A big cat behind bars is also safe from potential predators. Although big cats such as lions are apex predators, vulnerable individuals may be targeted in the wild. Cubs and males are often killed in fights for dominance. Captive cats are protected from such occurrences.
Prior to purchasing a big cat, there are numerous set-up costs regarding where the animal will be housed.
Shelter, Housing and Protection
Enclosure fencing must be strong enough to withstand the weight of the big cats. Generally, fences should be at least 3.5m high with an overhang to prevent them from jumping out. Bedding is not required but a wooden sleeping platform should be issued.
Shades and areas that can protect against the elements should be implemented. If temperatures drop below 10oC, a heat lamp should also be provided. Typically, enclosures should mimic the big cat’s natural habitat as closely as possible.
For a single cat, an enclosure should be a minimum of 37m2. Additionally, these predators are highly territorial, so if more than one individual is being housed in the same place, it is important that the enclosure is large enough to allow separate territories.
Although lions spend most of their time sleeping, enclosures must still be big enough to allow sufficient exercise.
Feeding Station and Water Supply
A constant supply of fresh drinking water must be provided at all times. Usually, this is in the form of a large pool, which must be regularly cleaned and maintained.
Although wild cats will hunt and kill prey, the feeding of live vertebrate prey is prohibited. Whole prey carcasses should be fed and can be placed in varying locations in the enclosure, providing the cat with the challenge of finding the prey. Feeding stations are often used as a safe way to get the carcass or meat chunks into the enclosure.
Verdict: How Much Does A Lion Cost
Overall, it costs an excessive amount of money to own a lion.
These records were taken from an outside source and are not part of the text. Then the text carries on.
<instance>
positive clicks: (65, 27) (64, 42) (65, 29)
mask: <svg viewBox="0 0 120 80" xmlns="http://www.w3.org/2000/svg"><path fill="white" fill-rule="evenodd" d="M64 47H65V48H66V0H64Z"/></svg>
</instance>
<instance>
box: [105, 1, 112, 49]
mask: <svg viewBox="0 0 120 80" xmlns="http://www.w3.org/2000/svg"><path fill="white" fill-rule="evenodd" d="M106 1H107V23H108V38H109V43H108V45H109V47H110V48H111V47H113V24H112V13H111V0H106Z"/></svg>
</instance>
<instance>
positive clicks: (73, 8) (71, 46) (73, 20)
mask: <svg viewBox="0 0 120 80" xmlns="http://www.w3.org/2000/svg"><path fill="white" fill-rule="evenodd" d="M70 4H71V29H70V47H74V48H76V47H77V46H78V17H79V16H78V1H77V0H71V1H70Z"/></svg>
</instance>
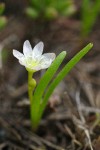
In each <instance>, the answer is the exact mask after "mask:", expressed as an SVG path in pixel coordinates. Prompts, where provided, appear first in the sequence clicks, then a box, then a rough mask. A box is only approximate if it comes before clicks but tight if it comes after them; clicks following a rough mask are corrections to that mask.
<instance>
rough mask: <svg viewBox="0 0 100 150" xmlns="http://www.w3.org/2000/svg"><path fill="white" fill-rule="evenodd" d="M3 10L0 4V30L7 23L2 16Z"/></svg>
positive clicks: (2, 4)
mask: <svg viewBox="0 0 100 150" xmlns="http://www.w3.org/2000/svg"><path fill="white" fill-rule="evenodd" d="M4 10H5V5H4V4H3V3H0V29H2V28H3V27H4V26H5V25H6V23H7V19H6V18H5V17H4V16H2V14H3V12H4Z"/></svg>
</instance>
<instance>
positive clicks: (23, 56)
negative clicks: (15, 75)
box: [13, 49, 24, 60]
mask: <svg viewBox="0 0 100 150" xmlns="http://www.w3.org/2000/svg"><path fill="white" fill-rule="evenodd" d="M13 55H14V56H15V57H16V58H17V59H19V60H20V59H22V58H24V55H23V54H22V53H20V52H19V51H17V50H15V49H14V50H13Z"/></svg>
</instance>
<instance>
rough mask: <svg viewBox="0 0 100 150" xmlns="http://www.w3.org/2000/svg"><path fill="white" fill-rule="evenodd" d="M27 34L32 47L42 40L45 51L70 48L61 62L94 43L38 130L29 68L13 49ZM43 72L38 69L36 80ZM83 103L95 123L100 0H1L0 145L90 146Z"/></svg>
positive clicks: (65, 63)
mask: <svg viewBox="0 0 100 150" xmlns="http://www.w3.org/2000/svg"><path fill="white" fill-rule="evenodd" d="M25 40H29V41H30V43H31V44H32V46H33V47H34V45H36V44H37V43H38V42H39V41H43V42H44V52H54V53H56V55H58V54H59V53H60V52H61V51H63V50H65V51H67V58H66V59H65V61H64V62H63V64H62V66H61V68H62V67H63V66H64V65H65V64H66V63H67V62H68V61H69V60H70V59H71V58H72V57H73V56H74V55H75V54H76V53H77V52H79V51H80V50H81V49H82V48H83V47H84V46H86V45H87V44H88V43H90V42H91V43H93V44H94V46H93V48H92V50H91V51H90V52H89V53H88V54H87V55H86V56H85V57H84V58H83V59H82V60H81V61H80V62H79V63H78V64H77V65H76V67H75V68H74V69H73V70H72V71H71V72H70V74H69V75H68V76H67V77H66V78H65V79H64V80H63V81H62V82H61V84H60V85H59V86H58V87H57V89H56V90H55V91H54V93H53V95H52V96H51V98H50V100H49V103H48V106H47V109H46V111H45V113H44V117H43V120H42V121H41V123H40V128H39V129H38V131H37V133H36V134H33V133H32V130H31V128H30V121H29V101H28V96H27V72H26V70H25V68H24V67H23V66H21V65H20V64H19V63H18V61H17V59H15V58H14V57H13V55H12V50H13V49H17V50H19V51H20V52H22V50H23V42H24V41H25ZM61 68H60V69H61ZM43 73H44V72H43V71H40V72H38V73H36V74H35V75H34V77H35V78H36V80H37V82H39V79H40V77H41V76H42V75H43ZM78 108H80V109H81V111H82V113H83V116H84V118H85V121H86V125H88V128H89V129H91V124H93V122H95V118H96V116H95V113H96V112H99V113H100V110H99V109H100V0H80V1H77V0H17V1H15V0H0V147H1V149H7V150H8V149H9V150H11V149H18V150H22V149H26V150H29V149H34V150H39V149H40V150H42V149H43V150H45V149H46V150H49V149H50V150H53V149H54V150H62V149H64V150H66V149H69V150H78V148H80V150H81V149H83V148H84V149H86V150H89V144H87V142H86V136H85V135H84V133H82V131H81V130H80V129H79V128H78V123H79V122H77V119H76V118H78V119H80V115H79V113H78ZM73 116H74V117H73ZM73 118H74V120H73ZM51 127H52V128H51ZM95 127H96V128H95ZM95 127H94V128H92V131H93V133H92V136H91V137H92V144H93V146H94V148H95V149H96V150H98V147H99V146H100V145H99V143H100V138H99V136H100V128H99V127H98V128H97V126H95ZM95 141H96V142H95ZM98 145H99V146H98Z"/></svg>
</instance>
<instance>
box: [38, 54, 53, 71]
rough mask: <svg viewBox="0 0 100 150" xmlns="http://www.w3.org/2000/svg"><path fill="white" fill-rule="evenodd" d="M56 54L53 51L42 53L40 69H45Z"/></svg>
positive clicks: (48, 65)
mask: <svg viewBox="0 0 100 150" xmlns="http://www.w3.org/2000/svg"><path fill="white" fill-rule="evenodd" d="M55 57H56V55H55V54H54V53H46V54H44V55H42V57H41V60H40V64H41V69H46V68H48V67H49V66H50V65H51V63H52V62H53V61H54V59H55Z"/></svg>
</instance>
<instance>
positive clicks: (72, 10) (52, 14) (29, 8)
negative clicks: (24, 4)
mask: <svg viewBox="0 0 100 150" xmlns="http://www.w3.org/2000/svg"><path fill="white" fill-rule="evenodd" d="M30 4H31V6H30V7H28V8H27V9H26V13H27V14H28V16H30V17H31V18H38V17H41V16H42V18H44V19H48V20H50V19H54V18H57V17H58V16H70V15H72V14H73V13H74V12H75V6H74V4H73V0H42V1H41V0H30Z"/></svg>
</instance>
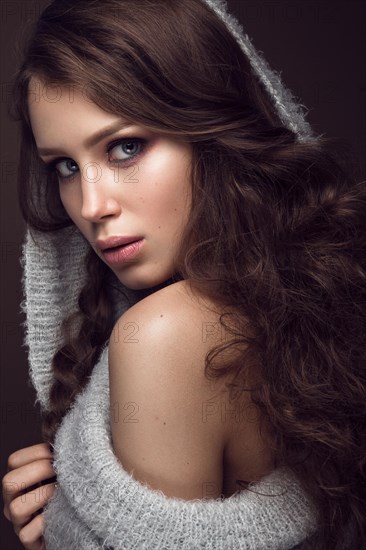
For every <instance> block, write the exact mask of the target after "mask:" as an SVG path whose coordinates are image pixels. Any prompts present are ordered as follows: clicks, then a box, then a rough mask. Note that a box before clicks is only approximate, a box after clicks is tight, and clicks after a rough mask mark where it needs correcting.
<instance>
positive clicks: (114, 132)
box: [38, 121, 132, 157]
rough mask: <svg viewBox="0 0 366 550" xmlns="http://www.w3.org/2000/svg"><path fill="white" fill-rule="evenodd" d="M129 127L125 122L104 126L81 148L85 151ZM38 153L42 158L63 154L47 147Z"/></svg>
mask: <svg viewBox="0 0 366 550" xmlns="http://www.w3.org/2000/svg"><path fill="white" fill-rule="evenodd" d="M131 126H132V124H131V123H129V122H125V123H123V122H121V121H119V122H115V123H113V124H111V125H109V126H106V127H105V128H103V129H102V130H99V131H98V132H97V133H96V134H93V135H92V136H90V137H88V138H87V139H86V140H85V141H84V142H83V147H85V148H86V149H90V148H91V147H94V146H95V145H97V144H98V143H99V142H101V141H102V140H103V139H105V138H107V137H109V136H111V135H112V134H115V133H116V132H117V131H119V130H124V129H125V128H129V127H131ZM38 153H39V154H40V155H41V156H44V157H47V156H50V155H63V154H64V152H63V151H61V150H59V149H50V148H48V147H45V148H40V149H38Z"/></svg>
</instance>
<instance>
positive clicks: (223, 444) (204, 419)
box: [109, 283, 225, 499]
mask: <svg viewBox="0 0 366 550" xmlns="http://www.w3.org/2000/svg"><path fill="white" fill-rule="evenodd" d="M204 309H205V308H204V306H203V305H202V304H200V305H198V304H197V301H195V300H194V299H193V300H192V297H191V296H190V294H189V292H188V289H187V288H185V285H182V284H181V283H177V284H176V285H171V286H170V287H166V288H164V289H162V290H161V291H158V292H156V293H154V294H152V295H150V296H148V297H147V298H145V299H144V300H141V301H140V302H138V303H137V304H135V305H134V306H133V307H132V308H130V309H129V310H128V311H126V312H125V313H124V314H123V315H122V316H121V317H120V319H119V320H118V322H117V323H116V325H115V327H114V330H113V333H112V335H111V338H110V343H109V374H110V399H111V411H113V414H112V416H111V431H112V440H113V448H114V450H115V453H116V455H117V457H118V458H119V460H120V461H121V463H122V465H123V466H124V468H125V469H126V470H127V471H129V472H130V473H131V474H133V476H134V477H135V478H136V479H137V480H139V481H142V482H144V483H147V484H148V485H149V486H150V487H152V488H155V489H160V490H161V491H163V492H164V493H165V494H166V495H167V496H174V497H180V498H184V499H195V498H199V499H201V498H207V496H208V495H207V488H209V496H210V498H215V497H217V496H219V495H220V494H221V492H222V480H223V470H222V468H223V452H224V445H225V426H224V425H223V423H222V422H221V419H220V417H219V416H218V415H216V417H215V419H211V421H210V422H207V421H206V420H207V419H205V417H204V414H203V412H204V410H205V409H204V406H205V403H206V402H207V401H210V402H212V401H214V400H215V401H217V400H218V399H219V397H218V394H219V393H220V392H219V391H218V386H217V384H214V385H213V384H212V382H210V381H209V380H207V378H206V377H205V374H204V357H205V353H206V347H207V345H206V344H205V345H203V343H202V319H205V318H207V319H208V320H211V319H212V318H211V317H205V312H204ZM207 322H209V321H207ZM116 410H117V411H119V414H118V415H117V418H116V415H115V411H116Z"/></svg>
From set-up costs to buying the animal itself to recurring expenses, you can expect to invest millions of dollars into owning a lion.
Do You Need a Licence to Buy a Lion?
The average person cannot go out and purchase a lion. A license is required, which is a costly item in itself. Liability insurance is also needed, and permits must be kept up to date.
Why Keeping a Lion as a Pet is Not a Great Idea
Strictly speaking, lions are wild animals that can never be truly tamed or domesticated. They are not a tourist attraction nor a form of entertainment and should be treated with caution and respect.
Nonetheless, some people do keep lions as pets. The most common lions in captivity, however, are those in zoos or animal sanctuaries.
Although it may seem “cool” to own a pet lion, it is very costly, hard work, and is regarded by many as “cruel” to keep such a magnificent wild beast captive.